After my mom passed away, my dad began having health issues that would eventually leave him disabled and unable to care for himself. Knowing this, I began having conversations with him to test the idea of him moving into an assisted living community. He wasn’t sold on the idea but he knew this would be a reality at some point, so he humoured me enough that I began to do some research. I found communities in the area where he lived, and we began touring.
After several tours, I was amazed at how robust and vibrant these communities were – my eyes were opened! I was also fascinated with the broad range of support available to the residents. Not only would Dad have medical staff available to him, but there was a department dedicated to providing recreational activities.

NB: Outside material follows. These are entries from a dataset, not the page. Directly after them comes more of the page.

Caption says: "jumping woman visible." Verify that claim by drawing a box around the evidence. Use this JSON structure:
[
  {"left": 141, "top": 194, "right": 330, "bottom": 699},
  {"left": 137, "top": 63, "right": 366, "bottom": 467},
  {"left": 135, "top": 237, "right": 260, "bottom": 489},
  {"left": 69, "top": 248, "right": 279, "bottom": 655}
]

Dad was happily surprised to learn about the activities. He was a very handy guy and was always working on some project in the garage, so having activities available to him wasn’t just a big deal, it was essential. He realized he wasn’t going to be treated like a feeble, discarded person and this was the catalyst that got me thinking, this may be an area that I would like to explore for a career. I was touched by how caring and compassionate everyone was that worked in these communities – they captured my attention.
It wasn’t until Dad ended up in a long-term care facility that I got a chance to see how different departments collaborated to form a unique and caring environment. The Recreation Manager was my dad’s favourite person. Although Dad was now paralyzed by disease, his cheerful, optimistic personality didn’t falter because every effort was made to make him feel included and valued. I knew at that moment that I wanted to work with people just like my dad. The problem was that I didn’t know where to start.
A few months later during a fortuitous lunch with a friend, I was introduced to Stenberg College’s Therapeutic Recreation Assistant program. I did some research online and attended an information session shortly after. During the session we heard from alumni about how fulfilled they were with their careers and I wanted that same passion.
This brings us to today. I’m finishing my third course and feel like I’m being reassembled into the person I was meant to be.